Home prices have returned to the lofty levels they reached 10 years ago, just before the market crashed in a wave of foreclosures. But today's housing market is very different from the one in 2006, according to Danielle Hale, chief economist at realtor.com.
In 2006, the housing market was fueled by plentiful mortgage money and lenient underwriting standards, meaning consumers who couldn't afford homes were still able to borrow money to buy them.
Builders put up new homes at a feverish pace because they would quickly sell. But the housing bubble popped when millions of homes went into foreclosure, creating a sudden glut in the housing market. Hale says today's housing market is completely different because it’s much safer for consumers.
"We've had a lot of household formation in the last few years and that's creating demand," Hale told ConsumerAffairs. "The limited supply from the lack of construction is also helping keep prices high. And the backdrop is a really strong economy, so all the factors that are driving today's market are sound economic fundamentals."
Supply and demand
Last year the U.S. median home price reached $236,000, up two percent from the 2006 housing bubble peak. Most of the nation's largest metro areas have seen home prices get back to pre-recession levels.
Austin, Texas leads the nation with a 63 percent increase in home values over the last decade. The median home value in Denver has risen 54 percent over that time and the median home price in Dallas is now 52 percent higher.

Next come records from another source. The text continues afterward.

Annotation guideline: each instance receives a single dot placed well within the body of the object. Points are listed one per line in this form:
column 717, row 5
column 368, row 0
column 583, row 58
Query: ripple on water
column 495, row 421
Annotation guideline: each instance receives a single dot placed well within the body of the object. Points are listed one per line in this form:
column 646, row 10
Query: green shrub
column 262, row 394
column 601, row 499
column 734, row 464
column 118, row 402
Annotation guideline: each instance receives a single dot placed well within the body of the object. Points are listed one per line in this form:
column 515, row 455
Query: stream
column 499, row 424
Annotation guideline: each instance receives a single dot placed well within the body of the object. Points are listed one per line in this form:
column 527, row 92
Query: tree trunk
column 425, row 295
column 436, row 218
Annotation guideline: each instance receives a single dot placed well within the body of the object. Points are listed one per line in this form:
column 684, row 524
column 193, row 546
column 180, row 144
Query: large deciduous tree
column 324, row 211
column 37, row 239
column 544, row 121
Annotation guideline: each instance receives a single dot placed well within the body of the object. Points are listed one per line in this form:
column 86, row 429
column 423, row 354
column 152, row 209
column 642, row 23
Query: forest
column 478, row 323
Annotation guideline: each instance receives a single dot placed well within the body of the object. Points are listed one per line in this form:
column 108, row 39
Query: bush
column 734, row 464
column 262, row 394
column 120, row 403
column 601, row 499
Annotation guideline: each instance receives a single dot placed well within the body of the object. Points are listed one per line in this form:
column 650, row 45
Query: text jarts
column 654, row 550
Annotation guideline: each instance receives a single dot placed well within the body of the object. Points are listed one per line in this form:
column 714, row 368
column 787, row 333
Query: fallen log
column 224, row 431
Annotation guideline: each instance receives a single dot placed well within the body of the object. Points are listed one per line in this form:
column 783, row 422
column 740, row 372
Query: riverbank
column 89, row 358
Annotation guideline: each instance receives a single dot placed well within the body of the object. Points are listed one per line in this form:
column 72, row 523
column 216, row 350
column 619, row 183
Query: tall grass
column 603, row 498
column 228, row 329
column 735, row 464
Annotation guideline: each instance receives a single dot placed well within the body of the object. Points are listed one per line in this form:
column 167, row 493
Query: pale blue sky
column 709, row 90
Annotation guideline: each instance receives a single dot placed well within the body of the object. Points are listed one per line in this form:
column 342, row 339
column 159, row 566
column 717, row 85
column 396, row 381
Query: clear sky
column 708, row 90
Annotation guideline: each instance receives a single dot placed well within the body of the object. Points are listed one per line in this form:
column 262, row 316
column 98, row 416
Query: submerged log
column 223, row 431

A few of the markets hit hardest by the foreclosure crisis -- Las Vegas, Tucson, Ariz., and Riverside, Calif., -- were still more than 20 percent below 2006 price levels at the end of last year.
Hale says there is a housing shortage in some parts of the country because builders have not built as many new homes; construction is about 50 percent of what it was in 2006.
Hale says builders may be treading more cautiously or finding it more difficult to get financing. Much of the new construction is for expensive homes, not the entry-level market where there is the most demand.
"It's difficult for builders to target that entry level price point, but the builders who have been able to do so have been successful," Hale said.
Another major difference between the housing market then and now is the screening process. To qualify for a mortgage today, borrowers must be able to document their ability to repay the loan.
Hale thinks the lending standards may be tighter than necessary but says they have contributed to the health of today's housing market. According to Attom Data Solutions, foreclosure activity in April hit its lowest level since 2005.
"As we compare today's market dynamics to those of a decade ago, it's important to remember rising prices didn't cause the housing crash," Hale said.
She says high prices during the housing bubble were fueled by subprime and low documentation mortgages, market conditions that do not exist today.